Pour qu'au décès du donateur le bénéficiaire de la donation soit à même de prouver ces aménagements, il faut prendre la précaution de les consigner par écrit dans un document signé par le donateur et le(s) bénéficiaire(s). Ce document est généralement appelé pacte adjoint au don manuel. Si aucun écrit n'a été établi, le bénéficiaire de la donation aura le plus grand mal à prouver l'existence de ces aménagements.

La preuve du don manuel

C'est souvent longtemps après le don manuel que les problèmes surgissent : le bénéficiaire (ou soi-disant tel) dit qu'il a reçu un don manuel, alors que le prétendu donateur (ou ses héritiers) soutient qu'il y a seulement eu prêt ou dépôt, voire que le bien lui a été volé.

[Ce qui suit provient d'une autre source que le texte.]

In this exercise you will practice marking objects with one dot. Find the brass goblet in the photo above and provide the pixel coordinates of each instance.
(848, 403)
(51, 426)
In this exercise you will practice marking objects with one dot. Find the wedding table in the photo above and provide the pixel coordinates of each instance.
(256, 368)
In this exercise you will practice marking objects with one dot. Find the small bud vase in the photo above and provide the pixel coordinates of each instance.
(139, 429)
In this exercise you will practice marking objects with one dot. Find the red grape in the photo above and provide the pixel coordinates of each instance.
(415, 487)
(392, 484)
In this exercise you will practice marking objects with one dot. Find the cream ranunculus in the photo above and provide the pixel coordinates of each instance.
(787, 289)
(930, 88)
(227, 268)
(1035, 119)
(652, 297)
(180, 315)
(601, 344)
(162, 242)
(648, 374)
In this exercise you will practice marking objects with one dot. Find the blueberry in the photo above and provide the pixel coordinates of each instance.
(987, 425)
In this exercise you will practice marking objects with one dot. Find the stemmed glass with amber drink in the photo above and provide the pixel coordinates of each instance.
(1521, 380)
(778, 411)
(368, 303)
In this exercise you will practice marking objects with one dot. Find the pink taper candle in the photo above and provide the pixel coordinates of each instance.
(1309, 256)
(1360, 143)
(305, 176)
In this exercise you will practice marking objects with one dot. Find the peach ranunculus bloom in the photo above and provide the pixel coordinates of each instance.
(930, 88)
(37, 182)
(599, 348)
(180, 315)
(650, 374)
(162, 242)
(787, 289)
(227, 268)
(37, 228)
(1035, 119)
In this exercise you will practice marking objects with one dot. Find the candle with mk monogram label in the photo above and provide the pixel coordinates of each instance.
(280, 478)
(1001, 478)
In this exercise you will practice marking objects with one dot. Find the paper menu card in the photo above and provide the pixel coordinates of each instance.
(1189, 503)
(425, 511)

Celui qui prétend avoir bénéficié d'un don manuel n'a rien à prouver si le bien est toujours matériellement entre ses mains. Il est en effet protégé par la loi qui considère que, jusqu'à preuve du contraire, celui qui possède un bien meuble corporel (argent, objet, voiture, etc.) en est le propriétaire (C. civ. art. 2276).

C'est à celui qui conteste avoir fait le don manuel de prouver qu'il n'y a pas eu donation. Cela lui sera en pratique assez difficile : s'il invoque un prêt ou un dépôt, il doit lui-même prouver par écrit ce prêt ou ce dépôt.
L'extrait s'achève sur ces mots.